ATHENS (Reuters) – Greece will move hundreds of migrants from a camp on the island of Lesbos to mainland facilities on Sunday as part of efforts to ease overcrowding, police and government officials said.
The European Union has asked Greece to move migrants most at risk of contracting the coronavirus from overcrowded camps on its Mediterranean islands.
Athens had opposed moving them all to the mainland, citing the absence of cases in the camps while the coronavirus was spreading elsewhere in the country.
“Authorities are getting ready to transfer a group of about 395 migrants seen as vulnerable later today to the mainland via ship,” a police official, who declined to be named, said.
The group will leave the Moria camp on the eastern Aegean island, which is close to Turkey.
Greece has been the main gateway into the EU for people fleeing conflict in the Middle East and beyond. More than a million people reached its shores from Turkey in 2015-16.
At least 110,000 people are living in migrant facilities – 40,000 of them in overcrowded camps on five islands.

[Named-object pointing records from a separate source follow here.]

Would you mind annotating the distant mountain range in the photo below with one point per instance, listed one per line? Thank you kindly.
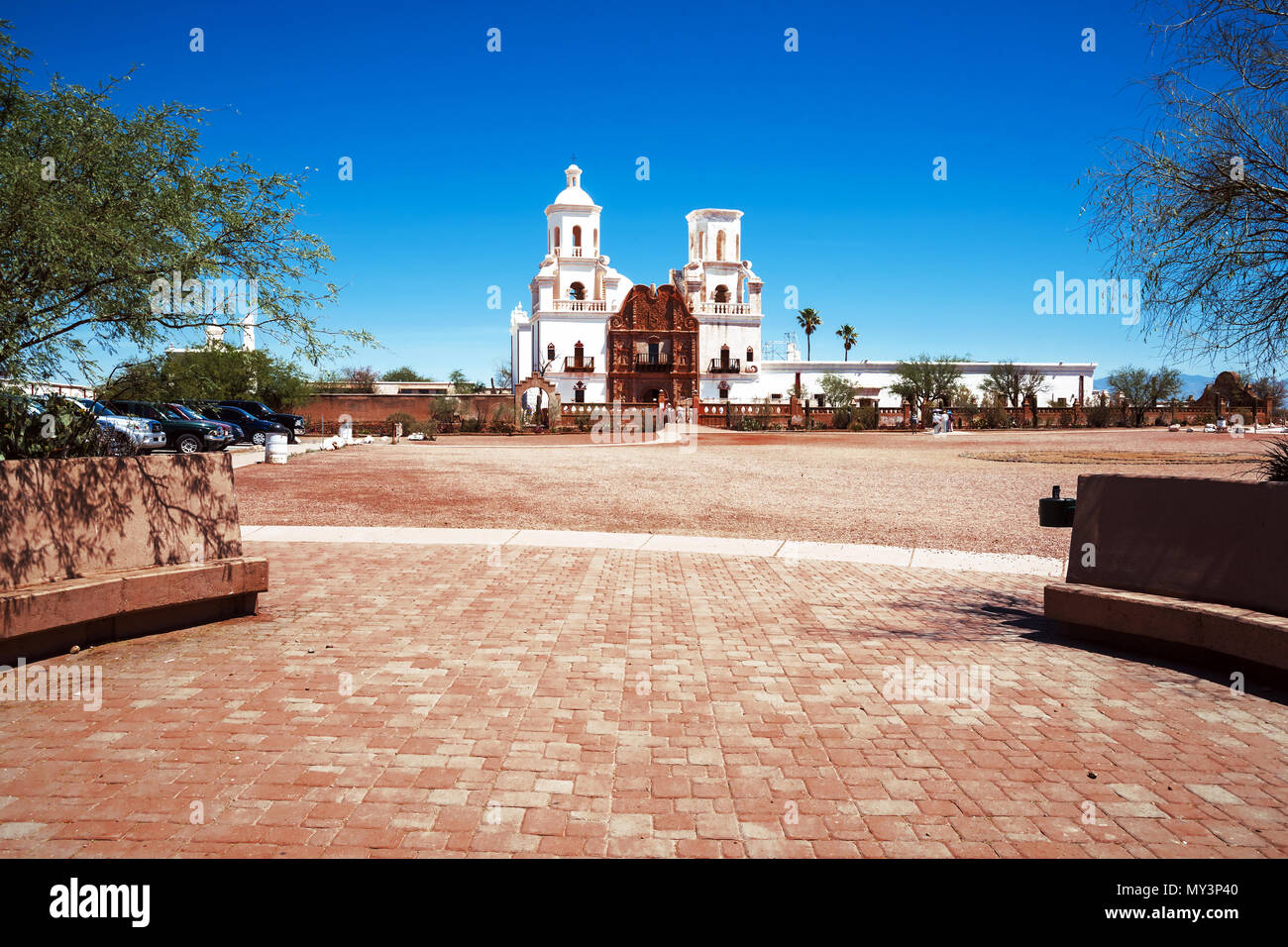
(1190, 384)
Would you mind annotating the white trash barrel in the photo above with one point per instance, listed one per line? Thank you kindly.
(274, 449)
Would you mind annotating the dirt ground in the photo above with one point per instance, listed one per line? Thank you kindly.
(888, 488)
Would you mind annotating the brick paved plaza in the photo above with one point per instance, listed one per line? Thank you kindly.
(566, 701)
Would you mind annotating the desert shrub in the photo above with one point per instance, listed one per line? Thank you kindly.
(54, 428)
(863, 418)
(1100, 415)
(1273, 463)
(501, 420)
(410, 424)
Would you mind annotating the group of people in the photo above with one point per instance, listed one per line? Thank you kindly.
(671, 414)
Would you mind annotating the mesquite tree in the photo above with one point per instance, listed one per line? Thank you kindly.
(1196, 202)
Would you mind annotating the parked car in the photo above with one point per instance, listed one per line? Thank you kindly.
(294, 424)
(254, 429)
(146, 436)
(181, 434)
(193, 415)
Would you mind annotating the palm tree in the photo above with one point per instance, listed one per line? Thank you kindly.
(849, 338)
(809, 321)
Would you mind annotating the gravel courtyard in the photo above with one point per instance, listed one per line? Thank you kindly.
(885, 488)
(591, 702)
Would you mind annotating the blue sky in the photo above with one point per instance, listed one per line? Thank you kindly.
(828, 151)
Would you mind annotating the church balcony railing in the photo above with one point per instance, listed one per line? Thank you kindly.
(658, 363)
(579, 305)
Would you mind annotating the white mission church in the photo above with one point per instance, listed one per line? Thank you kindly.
(600, 338)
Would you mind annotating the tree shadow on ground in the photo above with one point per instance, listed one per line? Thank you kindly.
(86, 515)
(1019, 613)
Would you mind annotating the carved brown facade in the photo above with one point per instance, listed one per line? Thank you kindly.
(653, 348)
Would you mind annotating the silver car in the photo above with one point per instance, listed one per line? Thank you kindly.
(146, 436)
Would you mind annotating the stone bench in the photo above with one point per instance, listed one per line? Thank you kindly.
(1180, 566)
(106, 548)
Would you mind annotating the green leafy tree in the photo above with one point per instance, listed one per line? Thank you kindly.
(849, 339)
(837, 390)
(214, 372)
(1014, 386)
(404, 373)
(1140, 389)
(101, 210)
(925, 380)
(807, 320)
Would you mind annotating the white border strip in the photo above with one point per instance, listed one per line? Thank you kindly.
(905, 557)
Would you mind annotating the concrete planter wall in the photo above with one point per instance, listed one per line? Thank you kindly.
(101, 548)
(1211, 540)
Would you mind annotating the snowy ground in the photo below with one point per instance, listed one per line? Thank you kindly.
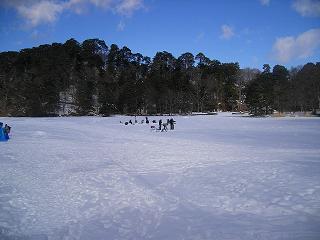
(213, 177)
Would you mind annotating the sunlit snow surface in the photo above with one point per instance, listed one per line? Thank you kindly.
(213, 177)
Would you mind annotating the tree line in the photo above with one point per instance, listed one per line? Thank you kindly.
(91, 78)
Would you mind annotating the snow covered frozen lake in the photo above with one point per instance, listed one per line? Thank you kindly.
(213, 177)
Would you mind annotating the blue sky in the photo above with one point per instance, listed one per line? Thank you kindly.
(251, 32)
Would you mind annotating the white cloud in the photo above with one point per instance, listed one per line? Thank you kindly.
(309, 8)
(36, 12)
(303, 46)
(42, 12)
(265, 2)
(227, 32)
(127, 7)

“The goal is to transfer about 2,400 from island camps to mainland Greece,” a Migration Ministry official said.
Greece, which adopted lockdown measures to try to slow the spread of the coronavirus on March 23, has had 2,626 confirmed cases since its first in late February.
The death toll has been 144, significantly lower than other countries such as Italy, Spain, France and Britain.
No coronavirus cases have so far been recorded in Greek island camps. But aid groups have urged Athens to evacuate the camps, warning that the risk of the fast-moving coronavirus spreading amid squalid conditions is high.